Since I've just updated the Fuji's firmware which stops the chattering aperture blades and since there is a suggestion that if you press your finger firmly through the shutter button the cameras AF is quicker, I decided to give it a try with the camera plus 35mm f/1.4 lens.
My frustration with the camera is that it isn't consistent. When it did work quickly and when I wanted it to, like the shot above, I got the picture I wanted, But too often it dithered about, and sometimes wouldn't take a picture at all, so I missed a lot as well.
When there is time to think about whats going on, its fine. I changed location later on, to a less crowded environment and it was much less problematic.
To be honest, I did enjoy my first attempt at this style of photography enormously. I discovered that I had more "bottle" than I thought I would and the people watching and anticipation involved was quite exhilarating. However, I'm not sure that I'd use the Fuji again. I've resolved to try this more often, and I'm taking the OM-D next time.
So, I can't say that I recommend the Fuji X-Pro 1 for fast reaction photography in a crowded constantly changing environment. Try as I might, I couldn't get it to do what I wanted, and I tried virtually everything to see if I could get it quicker, but failed. There was no question that the quality was incredible, Most of these pictures are blow-ups from images shot at ISO 800 and you see the quality for yourselves.
I'm going back to using it as a landscape / location camera with manual focus lenses, as that is where it seems to excel.

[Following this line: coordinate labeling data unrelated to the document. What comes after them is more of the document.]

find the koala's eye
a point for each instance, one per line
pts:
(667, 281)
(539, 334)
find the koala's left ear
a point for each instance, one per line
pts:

I was editing some images I took a while ago with it yesterday, and there was a wonderful quality to the images. I had taken them with my Voigtlaner 35mm f/1.2 Nokton lens, which after a lot of experimentation seems to give the beat results. However the disadvantage of this combination is that it weighs close to a Kilogram.
For my next foray onto the streets I will try the OM-D and I'd also like to give my NEX-cameras a go. When I do I'll see if that improves things.